A draft agreement from the UN’s COP28 climate summit has dropped references to the phaseout of fossil fuels, triggering a backlash from countries that accuse Saudi Arabia and other petrostates of thwarting efforts to tackle global warming.
The document, which will have to be agreed on by almost 200 countries at the summit in Dubai, sets out a range of actions that countries “could” take to cut greenhouse gas emissions to net zero by 2050.
This includes reducing “consumption and production of fossil fuels, in a just orderly and equitable manner so as to achieve net zero [carbon emissions] by, before, or around 2050 in keeping with the science”.

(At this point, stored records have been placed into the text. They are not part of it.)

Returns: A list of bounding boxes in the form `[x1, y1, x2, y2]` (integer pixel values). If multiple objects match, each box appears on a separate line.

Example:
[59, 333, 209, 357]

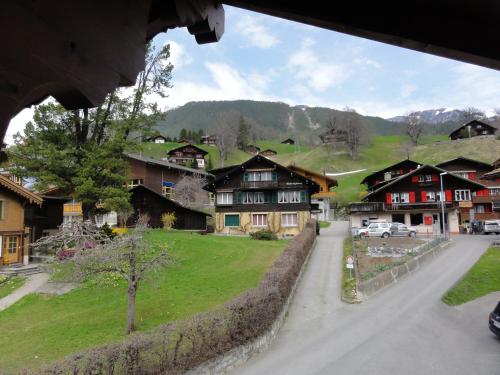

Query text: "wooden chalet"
[361, 159, 421, 192]
[147, 134, 170, 143]
[449, 120, 497, 140]
[127, 154, 213, 199]
[127, 185, 211, 230]
[350, 165, 485, 234]
[287, 164, 338, 221]
[259, 148, 278, 157]
[0, 176, 42, 264]
[205, 155, 319, 236]
[436, 157, 500, 224]
[167, 144, 208, 168]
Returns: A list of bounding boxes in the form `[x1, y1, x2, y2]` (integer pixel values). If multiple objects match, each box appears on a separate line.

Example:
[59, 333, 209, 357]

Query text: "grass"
[0, 230, 288, 371]
[443, 247, 500, 305]
[341, 237, 357, 303]
[319, 220, 332, 228]
[0, 276, 26, 298]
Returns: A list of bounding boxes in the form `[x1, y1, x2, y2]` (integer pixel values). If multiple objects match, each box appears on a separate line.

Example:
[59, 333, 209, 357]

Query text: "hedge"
[24, 222, 316, 375]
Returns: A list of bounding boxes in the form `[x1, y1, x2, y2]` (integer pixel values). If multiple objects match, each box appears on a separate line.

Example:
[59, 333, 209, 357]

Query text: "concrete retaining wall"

But a large number of countries are hoping the final text will go further by striking a landmark agreement to phase out fossil fuels, rather than just presenting the choice to cut their consumption and production.
The draft text, published by the UN climate body, faces fierce opposition from countries in the EU and small island states, as well as the UK.
EU climate commissioner Wopke Hoekstra said it was “clearly insufficient”, adding: “For the vast majority of our emissions we have no alternative than to drive them down and out asap.”
Negotiators and ministers from countries around the world at the weekend accused Saudi Arabia of piling pressure on Sultan al-Jaber, COP28 president and head of the Abu Dhabi National Oil Company, to shift the focus of any agreement away from fossil fuels. “Clearly there is an emerging proactive fossil coalition,” said one senior EU negotiator after the text was released. “In the past we had more silent resistance and now it seems more conscious and more focused and more co-ordinated.”